You may be tempted to ask your doctor for an early induction because of swollen ankles or an aching back, but that final month is critical to your baby's good health. For starters, a compound in her lungs called surfactant, which enables her to breathe independently, continues to be produced in greater amounts during the last month of pregnancy and decreases her risk of developing breathing problems once she arrives.
Her liver is still undergoing changes that will enable it to properly filter toxins, such as jaundice-causing bilirubin, out of her body. Her skin is thickening and she is accumulating more body fat, which will help her to maintain her own body temperature after she's born. Brain development is still underway; at 35 weeks, for example, its volume is only about two thirds of what you'd expect at 39 to 40 weeks, says Dr. Ashton. Additionally, important brain and nerve connections are being made to help her suck, swallow, breathe, regulate her body temperature, and even sleep better once she's born.
Slowly but surely the birth culture of "induction or C-section on demand" has changed. Now, most doctors have received the memo that unnecessary inductions are potentially dangerous for moms and babies. If there are solid, compelling medical reasons to induce or schedule a C-section, then, by all means, that's what those procedures are there for. However, if the medical reason can wait until a baby is full term, mothers and babies both fare better.
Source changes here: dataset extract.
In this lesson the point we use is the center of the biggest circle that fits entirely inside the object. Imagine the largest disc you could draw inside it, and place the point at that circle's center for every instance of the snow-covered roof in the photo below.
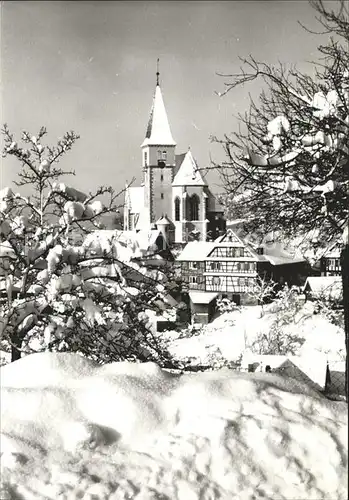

Another great thing about these guidelines is that it spells out that a woman isn't really "over due" when she goes past her due date a week or two. For a long time now, doctors have been fixed on that 40-week mark as if a timer will go off and all hell's going to break loose if the baby isn't born lickety-split. Their concern is about babies growing too big for mom's pelvis, or a placenta growing too old to sustain a baby. While those things do occasionally happen, they don't happen very often. Since post due date pregnancies put doctors on the defense (legally speaking) however, the birth culture pressed hard for women to accept medical interventions to push them into labor once the buzzer went off.
The thing is that prior to when all those crazy inductions took over the birth industry in the 80s and well into the 2000s, women delivered safely a week or two past their due dates all the time and it was no big deal. Sure, they were crazy uncomfortable and frustrated, but nobody considered that there was anything wrong with them.
These new guidelines send the message that women and their doctors need to hear: So what if the baby's a little late? No biggie. He or she will come when really, truly ready to be born. Frankly, we think mom's body knows when that time is far better than anybody else.